24 ferbuary 2015
So the strawberry season is almost over, and I am already sad. I walked around the market today with a shopping list that had 4-5 kg of strawberries at the top. I’m not exaggerating. When the strawberry season ends I have to buy more to invent more recipes with strawberries. There is something so exciting about that sexy red fruit.
What I really love to do is sit at the corner cafe after shopping in the market, drinking a macchiato. This is my regular ritual: a macchiato, my notebook listing my recipes, and to close, catching the train home.
So this is the plan: a mascarpone strawberry cake and a decadent chocolate bourbon tart.
Mascarpone and Strawberry Cake
A song to cook to: Lola montez – Volbeat
15 cm baking pan
250g cream cheese
250g mascarpone cheese
1 tsp cinnamon
Zest of 1 lemon
7-8 fresh strawberries
250g strawberry-flavored jello powder
4 leaves gelatin
Place the butter, cinnamon and cookies in the food processer. A few pulses will give you a moist crumbly mixture.
Transfer the mixture to the baking pan and using your fingers, press the mixture down in the pan.
Bake in an oven preheated to 180 °C for 20 minutes. Remove and allow to completely cool.
Place the gelatin leaves in a bowl with water.
Place the two types of cheese and the sugar in the mixer bowl and process for a few minutes at medium speed. Add the lemon zest and gelatin leaves and continue mixing at medium speed.
Transfer the mixture to the cooled pan with the biscuit base. Refrigerate for an hour. Prepare the jello according to the manufacturer's instructions, and pour it over the cooled cake. Garnish with a few strawberries.
Me, 4 kg of strawberries, and Lola Montez playing in the background…
I love going into the kitchen and playing Voldbeat. Mixing strawberries with bourbon is like mixing heavy metal with Elvis Presley. That is how I feel when I hear the amazing voice of Volbeat’s Michael Poulsen.
Chocolate, Bourbon and Strawberry Tart
13x30 cm rectangular baking pan
70g chilled butter, cut into cubes
2 tsp sugar
½ tsp salt
2 Tb cocoa powder
Chocolate Cream Ingredients:
400g chopped fine bitter chocolate
200ml double cream
2 tsp bourbon
20-30 fresh strawberries
Put the flour, cocoa powder and butter in the food processor and give it a few pulses until a crumb mixture is formed. Add the salt, sugar and egg, and process until a ball of dough is formed. Wrap the dough and refrigerate for an hour.
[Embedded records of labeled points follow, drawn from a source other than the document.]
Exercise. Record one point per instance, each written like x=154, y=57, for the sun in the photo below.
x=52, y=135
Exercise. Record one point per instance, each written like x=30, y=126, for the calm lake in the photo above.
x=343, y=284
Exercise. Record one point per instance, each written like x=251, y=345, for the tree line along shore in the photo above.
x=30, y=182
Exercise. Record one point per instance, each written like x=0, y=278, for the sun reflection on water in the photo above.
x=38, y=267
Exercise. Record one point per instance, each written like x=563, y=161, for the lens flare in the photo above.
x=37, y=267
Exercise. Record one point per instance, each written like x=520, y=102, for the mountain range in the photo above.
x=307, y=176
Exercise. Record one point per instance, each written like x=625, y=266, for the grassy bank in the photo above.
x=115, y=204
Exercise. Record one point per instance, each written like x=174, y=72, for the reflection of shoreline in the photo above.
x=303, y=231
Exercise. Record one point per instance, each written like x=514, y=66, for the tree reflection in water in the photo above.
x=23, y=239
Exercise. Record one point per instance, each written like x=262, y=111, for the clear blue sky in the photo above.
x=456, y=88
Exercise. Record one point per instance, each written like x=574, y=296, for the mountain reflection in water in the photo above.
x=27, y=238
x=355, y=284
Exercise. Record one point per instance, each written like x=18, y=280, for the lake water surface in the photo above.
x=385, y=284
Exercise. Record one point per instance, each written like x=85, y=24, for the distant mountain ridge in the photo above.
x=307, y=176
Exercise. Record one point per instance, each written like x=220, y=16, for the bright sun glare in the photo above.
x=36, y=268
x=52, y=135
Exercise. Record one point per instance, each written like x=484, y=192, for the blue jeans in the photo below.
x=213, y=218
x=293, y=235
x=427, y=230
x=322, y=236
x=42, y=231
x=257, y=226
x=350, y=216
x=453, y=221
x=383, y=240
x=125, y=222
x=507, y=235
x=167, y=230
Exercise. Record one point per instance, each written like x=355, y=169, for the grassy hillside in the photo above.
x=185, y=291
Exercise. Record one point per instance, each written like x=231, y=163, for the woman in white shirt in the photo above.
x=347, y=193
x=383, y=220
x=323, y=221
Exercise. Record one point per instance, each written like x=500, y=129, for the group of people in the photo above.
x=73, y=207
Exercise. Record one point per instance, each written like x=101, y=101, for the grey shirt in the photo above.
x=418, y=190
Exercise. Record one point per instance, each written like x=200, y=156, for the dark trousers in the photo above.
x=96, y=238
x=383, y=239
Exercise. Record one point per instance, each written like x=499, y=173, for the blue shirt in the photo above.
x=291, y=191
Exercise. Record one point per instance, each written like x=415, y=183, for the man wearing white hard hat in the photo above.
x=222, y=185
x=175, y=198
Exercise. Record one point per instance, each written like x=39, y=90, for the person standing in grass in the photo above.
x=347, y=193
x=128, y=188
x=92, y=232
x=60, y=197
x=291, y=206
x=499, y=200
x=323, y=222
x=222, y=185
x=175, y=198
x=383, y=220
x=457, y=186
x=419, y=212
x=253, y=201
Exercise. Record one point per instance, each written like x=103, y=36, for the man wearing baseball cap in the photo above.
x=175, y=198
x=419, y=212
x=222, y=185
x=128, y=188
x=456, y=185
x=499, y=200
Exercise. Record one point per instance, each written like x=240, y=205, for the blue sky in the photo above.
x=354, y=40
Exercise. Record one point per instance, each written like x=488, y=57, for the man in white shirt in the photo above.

Roll out the dough to a thickness of 1/5 of an inch and transfer to the greased baking pan. Prick the dough a few times with a fork, cover with baking paper, and fill with dry beans. Put it in the oven, preheated for 25 minutes, to 180 °C
Remove and allow the pan to chill completely. Place the cream and sugar in a saucepan and bring to the boil, then remove from the flame. Add the chocolate and butter to the cream, and leave the saucepan to sit for 2 minutes. After waiting, mix the chocolate until a thick mixture is formed, add the bourbon and mix for a few more minutes.
Pour the mixture over the cooled crust. Place a row of strawberries on top, then place in the fridge to set.